Africa loses $ 11 billion annually from fraud and tax avoidance, Oxfam

oxfam-executiveMultinational companies deprive African governments of 11 billion dollars in taxes each year, and the G7 world leaders should set up a new global body to regulate corporate taxation, Oxfam International said in a report released on the eve of the  25th World Economic Forum on Africa (WEF) held in Cape Town, South Africa June 3-5 and ahead of the  G7 summit scheduled this weekend in Bonn (Germany).

The report published by Oxfam on Tuesday was praised by civil society groups as the first initiative to address illicit outflows from the continent.

According to the report of the NGO specialized in the fight against poverty, Africa is losing billions of dollars every year in illicit financial outflows as governments and multinational companies engage in fraudulent schemes aimed at avoiding tax payments to some of the world’s poorest countries, impeding development projects and denying poor people access to crucial services.

 “Illegal transfers from African countries have tripled since 2001, when 20 billion dollar  was siphoned off said the NGO citing a report released by the African Union’s (AU) high-level panel on illicit financial flows and the UN economic commission for Africa.

 In total, the African continent lost about 850 billion dollars between 1970 and 2008, the report said.
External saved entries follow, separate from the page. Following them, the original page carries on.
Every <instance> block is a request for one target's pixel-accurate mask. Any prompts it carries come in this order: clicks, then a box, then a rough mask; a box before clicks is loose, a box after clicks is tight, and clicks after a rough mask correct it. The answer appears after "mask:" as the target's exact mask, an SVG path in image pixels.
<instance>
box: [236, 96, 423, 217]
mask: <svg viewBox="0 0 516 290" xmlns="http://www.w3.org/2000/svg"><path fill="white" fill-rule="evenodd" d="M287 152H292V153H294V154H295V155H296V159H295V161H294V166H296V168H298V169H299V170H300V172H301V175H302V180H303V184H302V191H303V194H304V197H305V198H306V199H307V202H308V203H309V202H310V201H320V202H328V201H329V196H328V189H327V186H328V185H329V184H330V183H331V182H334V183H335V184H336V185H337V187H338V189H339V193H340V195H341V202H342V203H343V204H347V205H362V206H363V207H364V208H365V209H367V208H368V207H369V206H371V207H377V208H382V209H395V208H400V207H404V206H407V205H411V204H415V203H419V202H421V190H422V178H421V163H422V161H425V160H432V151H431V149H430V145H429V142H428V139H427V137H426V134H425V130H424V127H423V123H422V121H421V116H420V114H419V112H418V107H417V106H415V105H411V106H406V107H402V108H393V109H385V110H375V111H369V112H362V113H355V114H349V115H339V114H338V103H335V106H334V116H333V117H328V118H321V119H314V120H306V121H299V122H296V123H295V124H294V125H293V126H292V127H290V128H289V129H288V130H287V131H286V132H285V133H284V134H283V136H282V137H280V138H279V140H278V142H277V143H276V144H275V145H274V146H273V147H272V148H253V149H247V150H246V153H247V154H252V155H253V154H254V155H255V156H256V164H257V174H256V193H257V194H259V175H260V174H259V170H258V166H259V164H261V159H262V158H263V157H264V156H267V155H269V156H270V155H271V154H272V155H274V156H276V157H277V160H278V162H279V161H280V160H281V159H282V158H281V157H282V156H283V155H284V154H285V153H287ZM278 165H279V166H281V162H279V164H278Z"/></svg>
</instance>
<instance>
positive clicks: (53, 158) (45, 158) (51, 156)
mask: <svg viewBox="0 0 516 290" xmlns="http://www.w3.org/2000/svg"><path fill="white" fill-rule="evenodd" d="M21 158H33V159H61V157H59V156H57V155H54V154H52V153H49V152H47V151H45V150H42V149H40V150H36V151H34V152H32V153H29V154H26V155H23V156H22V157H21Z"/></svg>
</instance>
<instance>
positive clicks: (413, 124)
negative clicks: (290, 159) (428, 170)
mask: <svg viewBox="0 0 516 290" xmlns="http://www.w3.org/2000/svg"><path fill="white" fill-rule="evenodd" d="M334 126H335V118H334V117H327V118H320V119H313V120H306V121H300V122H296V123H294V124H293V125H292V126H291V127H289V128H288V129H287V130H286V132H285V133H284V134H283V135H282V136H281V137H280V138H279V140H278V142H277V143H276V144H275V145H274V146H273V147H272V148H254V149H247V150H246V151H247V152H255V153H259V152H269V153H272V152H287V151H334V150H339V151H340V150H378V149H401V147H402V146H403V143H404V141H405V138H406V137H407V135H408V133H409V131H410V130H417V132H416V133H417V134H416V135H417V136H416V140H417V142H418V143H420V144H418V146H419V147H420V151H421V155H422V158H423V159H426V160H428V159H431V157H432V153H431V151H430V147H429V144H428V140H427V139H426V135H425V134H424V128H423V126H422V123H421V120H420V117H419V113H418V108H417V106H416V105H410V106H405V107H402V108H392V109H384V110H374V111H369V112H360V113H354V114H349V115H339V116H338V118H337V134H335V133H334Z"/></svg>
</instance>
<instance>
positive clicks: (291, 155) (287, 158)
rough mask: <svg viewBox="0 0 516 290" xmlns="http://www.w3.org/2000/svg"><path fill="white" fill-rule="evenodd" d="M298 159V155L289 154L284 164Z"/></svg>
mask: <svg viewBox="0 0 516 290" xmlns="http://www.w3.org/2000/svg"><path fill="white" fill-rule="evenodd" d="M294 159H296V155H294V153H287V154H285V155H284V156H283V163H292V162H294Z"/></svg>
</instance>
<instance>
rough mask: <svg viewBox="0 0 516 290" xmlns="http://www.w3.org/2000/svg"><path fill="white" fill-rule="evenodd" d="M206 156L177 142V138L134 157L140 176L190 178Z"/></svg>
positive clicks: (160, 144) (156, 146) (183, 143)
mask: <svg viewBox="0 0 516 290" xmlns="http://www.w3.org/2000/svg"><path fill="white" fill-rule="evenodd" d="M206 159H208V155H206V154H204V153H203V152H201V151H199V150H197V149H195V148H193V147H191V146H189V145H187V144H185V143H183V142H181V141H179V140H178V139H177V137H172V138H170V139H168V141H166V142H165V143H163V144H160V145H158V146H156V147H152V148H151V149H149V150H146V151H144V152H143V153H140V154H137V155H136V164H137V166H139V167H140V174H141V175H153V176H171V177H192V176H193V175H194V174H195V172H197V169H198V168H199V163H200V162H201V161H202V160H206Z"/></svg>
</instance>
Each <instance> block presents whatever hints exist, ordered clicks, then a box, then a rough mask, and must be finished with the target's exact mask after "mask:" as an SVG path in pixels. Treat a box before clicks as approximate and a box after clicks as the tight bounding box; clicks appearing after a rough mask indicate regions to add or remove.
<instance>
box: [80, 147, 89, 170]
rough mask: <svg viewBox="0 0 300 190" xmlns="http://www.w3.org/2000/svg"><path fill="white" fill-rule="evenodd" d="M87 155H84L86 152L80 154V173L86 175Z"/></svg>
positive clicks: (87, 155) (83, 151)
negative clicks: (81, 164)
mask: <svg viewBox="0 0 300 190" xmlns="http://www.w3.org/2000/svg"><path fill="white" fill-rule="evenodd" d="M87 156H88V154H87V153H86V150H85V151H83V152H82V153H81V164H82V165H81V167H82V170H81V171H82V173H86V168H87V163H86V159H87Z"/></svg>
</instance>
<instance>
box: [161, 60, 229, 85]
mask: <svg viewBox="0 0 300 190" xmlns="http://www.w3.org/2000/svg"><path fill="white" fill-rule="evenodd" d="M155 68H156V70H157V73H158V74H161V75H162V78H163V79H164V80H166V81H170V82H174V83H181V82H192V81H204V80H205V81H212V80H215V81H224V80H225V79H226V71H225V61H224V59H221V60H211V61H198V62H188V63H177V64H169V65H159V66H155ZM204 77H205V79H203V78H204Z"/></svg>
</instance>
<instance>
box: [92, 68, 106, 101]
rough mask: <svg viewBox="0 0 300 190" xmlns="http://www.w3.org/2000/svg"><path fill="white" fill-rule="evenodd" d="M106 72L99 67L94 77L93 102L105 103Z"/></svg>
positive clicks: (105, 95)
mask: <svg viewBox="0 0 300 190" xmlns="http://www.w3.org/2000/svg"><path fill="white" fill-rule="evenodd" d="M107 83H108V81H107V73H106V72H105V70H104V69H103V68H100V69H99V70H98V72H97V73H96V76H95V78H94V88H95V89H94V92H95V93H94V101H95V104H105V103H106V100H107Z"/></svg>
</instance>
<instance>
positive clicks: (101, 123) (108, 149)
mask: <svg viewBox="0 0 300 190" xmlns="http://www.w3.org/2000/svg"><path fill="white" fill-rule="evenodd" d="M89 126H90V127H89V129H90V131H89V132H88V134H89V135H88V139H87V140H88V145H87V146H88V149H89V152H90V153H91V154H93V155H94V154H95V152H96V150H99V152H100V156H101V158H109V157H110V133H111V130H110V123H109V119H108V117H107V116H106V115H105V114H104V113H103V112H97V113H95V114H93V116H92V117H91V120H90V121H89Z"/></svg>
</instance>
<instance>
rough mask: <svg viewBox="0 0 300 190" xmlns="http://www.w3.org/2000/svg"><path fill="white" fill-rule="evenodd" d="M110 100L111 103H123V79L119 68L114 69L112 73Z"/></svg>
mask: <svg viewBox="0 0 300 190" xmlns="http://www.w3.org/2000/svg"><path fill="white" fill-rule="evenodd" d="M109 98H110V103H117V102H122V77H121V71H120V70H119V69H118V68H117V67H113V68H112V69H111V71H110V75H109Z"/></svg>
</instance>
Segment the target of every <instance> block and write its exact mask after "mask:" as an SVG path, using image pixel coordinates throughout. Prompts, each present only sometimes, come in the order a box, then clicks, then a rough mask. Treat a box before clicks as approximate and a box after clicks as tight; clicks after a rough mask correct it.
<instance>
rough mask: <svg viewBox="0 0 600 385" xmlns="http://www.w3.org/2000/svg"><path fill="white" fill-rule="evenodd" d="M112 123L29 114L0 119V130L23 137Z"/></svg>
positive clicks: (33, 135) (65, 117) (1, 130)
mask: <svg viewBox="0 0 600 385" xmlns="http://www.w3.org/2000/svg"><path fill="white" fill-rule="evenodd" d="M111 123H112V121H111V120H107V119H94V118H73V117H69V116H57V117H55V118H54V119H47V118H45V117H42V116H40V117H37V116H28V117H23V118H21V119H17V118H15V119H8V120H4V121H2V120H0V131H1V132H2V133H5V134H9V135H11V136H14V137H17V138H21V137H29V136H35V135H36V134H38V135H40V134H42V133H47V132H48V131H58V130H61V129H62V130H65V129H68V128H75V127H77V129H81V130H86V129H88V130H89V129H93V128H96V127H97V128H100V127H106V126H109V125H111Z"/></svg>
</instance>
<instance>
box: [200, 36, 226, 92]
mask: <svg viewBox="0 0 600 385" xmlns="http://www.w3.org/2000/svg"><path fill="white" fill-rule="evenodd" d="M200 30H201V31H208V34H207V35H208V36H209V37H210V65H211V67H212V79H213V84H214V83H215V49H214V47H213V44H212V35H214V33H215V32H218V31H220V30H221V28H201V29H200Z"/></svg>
An estimated 217.7 billion dollars was illegally transferred out of Nigeria over that period, while Egypt lost 105.2 billion dollars and South Africa more than 81.8 billion dollars.
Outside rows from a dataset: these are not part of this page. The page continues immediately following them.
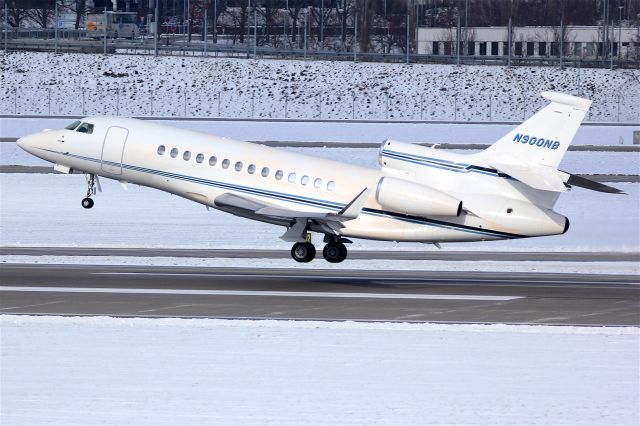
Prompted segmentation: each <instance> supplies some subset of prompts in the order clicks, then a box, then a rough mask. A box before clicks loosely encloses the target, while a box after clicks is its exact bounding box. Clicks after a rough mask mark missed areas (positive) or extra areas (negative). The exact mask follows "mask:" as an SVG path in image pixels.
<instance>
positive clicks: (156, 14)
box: [153, 0, 160, 56]
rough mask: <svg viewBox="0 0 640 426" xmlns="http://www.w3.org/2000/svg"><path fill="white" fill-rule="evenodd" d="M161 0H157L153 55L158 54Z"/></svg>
mask: <svg viewBox="0 0 640 426" xmlns="http://www.w3.org/2000/svg"><path fill="white" fill-rule="evenodd" d="M159 1H160V0H155V4H154V5H153V6H154V11H153V16H154V19H155V23H156V25H155V28H154V29H153V56H158V30H159V29H160V25H159V22H158V2H159Z"/></svg>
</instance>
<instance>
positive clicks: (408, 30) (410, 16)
mask: <svg viewBox="0 0 640 426" xmlns="http://www.w3.org/2000/svg"><path fill="white" fill-rule="evenodd" d="M410 24H411V15H410V14H409V8H407V63H409V50H411V44H410V43H409V30H410V28H409V25H410Z"/></svg>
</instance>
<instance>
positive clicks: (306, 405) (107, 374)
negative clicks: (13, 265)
mask: <svg viewBox="0 0 640 426" xmlns="http://www.w3.org/2000/svg"><path fill="white" fill-rule="evenodd" d="M0 330H1V331H2V345H1V347H0V366H1V367H0V368H1V375H0V380H1V382H0V385H1V386H0V393H1V397H2V404H1V406H0V417H1V419H2V424H6V425H30V426H35V425H44V424H47V425H65V426H70V425H80V424H82V425H85V424H136V425H169V424H170V425H176V424H181V425H188V424H224V425H229V424H234V425H236V424H238V425H242V424H251V425H255V424H274V425H275V424H277V425H306V424H313V425H329V424H331V425H338V424H370V425H373V424H414V425H415V424H460V423H462V424H572V425H575V424H590V425H592V424H593V425H595V424H608V425H611V424H616V425H637V424H638V423H639V422H640V417H639V416H640V409H639V407H640V395H639V389H640V351H639V349H638V348H639V345H640V333H639V331H638V328H589V327H582V328H580V327H549V326H507V325H435V324H388V323H352V322H341V323H327V322H289V321H229V320H213V319H193V320H188V319H153V320H149V319H119V318H105V317H91V318H88V317H86V318H78V317H76V318H63V317H25V316H0Z"/></svg>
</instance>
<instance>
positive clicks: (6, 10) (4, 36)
mask: <svg viewBox="0 0 640 426" xmlns="http://www.w3.org/2000/svg"><path fill="white" fill-rule="evenodd" d="M7 3H9V1H8V0H4V53H7V52H8V51H9V50H8V48H7V33H8V32H9V18H8V16H9V9H8V8H7Z"/></svg>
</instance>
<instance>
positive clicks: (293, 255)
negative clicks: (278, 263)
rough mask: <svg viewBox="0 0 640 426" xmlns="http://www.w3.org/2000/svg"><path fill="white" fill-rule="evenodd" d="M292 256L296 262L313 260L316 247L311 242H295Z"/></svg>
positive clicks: (291, 255) (292, 253) (305, 261)
mask: <svg viewBox="0 0 640 426" xmlns="http://www.w3.org/2000/svg"><path fill="white" fill-rule="evenodd" d="M291 257H292V258H293V260H295V261H296V262H300V263H308V262H311V261H312V260H313V258H314V257H316V248H315V247H314V246H313V244H311V243H295V244H294V245H293V247H291Z"/></svg>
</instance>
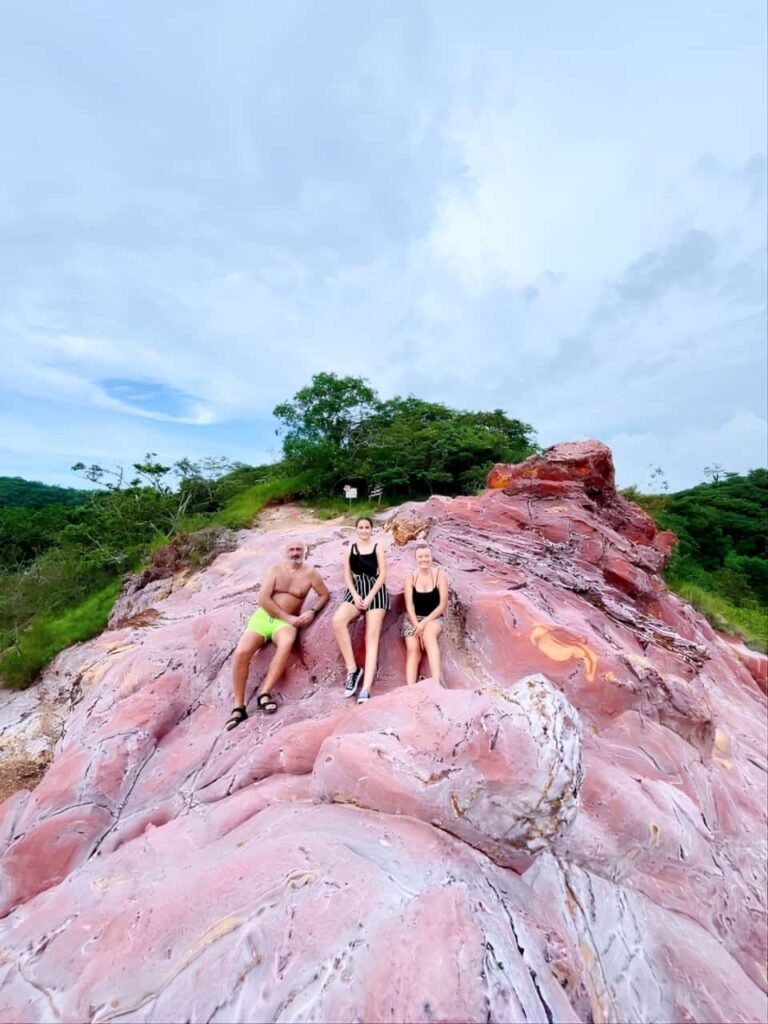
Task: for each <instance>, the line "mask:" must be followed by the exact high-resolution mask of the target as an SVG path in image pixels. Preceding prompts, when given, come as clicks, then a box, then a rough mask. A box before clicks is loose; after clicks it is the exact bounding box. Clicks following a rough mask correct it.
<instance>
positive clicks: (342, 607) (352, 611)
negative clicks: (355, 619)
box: [332, 601, 360, 672]
mask: <svg viewBox="0 0 768 1024" xmlns="http://www.w3.org/2000/svg"><path fill="white" fill-rule="evenodd" d="M359 613H360V612H359V610H358V609H357V608H355V606H354V605H353V604H350V603H349V601H342V603H341V604H340V605H339V607H338V608H337V609H336V611H335V612H334V617H333V620H332V625H333V629H334V636H335V637H336V643H337V644H338V645H339V650H340V651H341V656H342V657H343V658H344V665H345V666H346V669H347V672H354V670H355V668H356V664H355V660H354V652H353V651H352V641H351V639H350V636H349V624H350V623H352V622H354V620H355V618H356V617H357V615H359Z"/></svg>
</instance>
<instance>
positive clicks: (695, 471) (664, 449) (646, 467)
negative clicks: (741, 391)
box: [604, 412, 768, 490]
mask: <svg viewBox="0 0 768 1024" xmlns="http://www.w3.org/2000/svg"><path fill="white" fill-rule="evenodd" d="M766 438H768V422H767V421H766V420H765V419H764V418H761V417H758V416H755V415H754V414H753V413H746V412H737V413H734V414H733V416H731V417H730V418H729V419H728V420H727V421H725V422H723V423H721V424H718V425H717V426H713V427H691V428H683V429H682V430H679V431H677V432H675V433H674V434H672V435H669V434H666V433H660V432H659V433H654V432H644V433H635V434H630V433H617V434H614V435H613V436H611V437H606V438H604V440H605V442H606V443H607V444H608V445H609V447H610V449H611V450H612V452H613V462H614V465H615V469H616V482H617V484H618V486H623V487H627V486H630V484H635V485H637V486H639V487H640V488H641V489H642V488H643V487H645V488H650V489H656V490H657V489H658V487H657V485H655V484H654V483H653V481H651V480H650V477H649V473H650V469H649V467H655V466H660V468H662V469H663V471H664V473H665V476H666V477H667V479H668V481H670V484H671V488H672V489H673V490H675V489H680V488H681V487H685V486H692V485H693V484H695V483H699V482H701V480H702V479H703V470H705V467H706V466H708V465H710V464H712V463H720V464H721V465H722V466H724V467H725V469H726V470H727V471H728V472H733V473H745V472H746V471H748V470H750V469H758V468H759V467H761V466H765V465H766V462H767V461H768V445H767V442H766Z"/></svg>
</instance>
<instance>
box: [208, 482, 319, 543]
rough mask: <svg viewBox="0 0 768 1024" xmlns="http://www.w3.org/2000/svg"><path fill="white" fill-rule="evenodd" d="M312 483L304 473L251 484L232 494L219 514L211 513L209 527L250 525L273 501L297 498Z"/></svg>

“The information available to us has convinced our panel that large commercial corporations are by far the biggest culprits of illicit outflows, followed by organized crime. We are also convinced that corrupt practices in Africa are facilitating these outflows, apart from that and in addition to the related problem of weak governance capacity.” said the South African former president Thabo Mbeki, who chairs the panel.

Criminal networks engaged in drugs and human trafficking, animal poaching, and theft of oil and minerals also contributed to money leaving the continent, said the report.

The NGO asks, in this context, the Heads of State and Government of the seven most industrialized countries in the world who will hold their next summit Sunday and Monday in Germany, to conduct a thorough reform of the international rules on the taxation of businesses. This reform must in particular impose on multinationals to declare their activities and subsidiary profits, country by country, project by project.

According to UNCTAD, developing countries as a whole lose an estimated $100 billion a year through another set of tax avoidance schemes involving tax havens.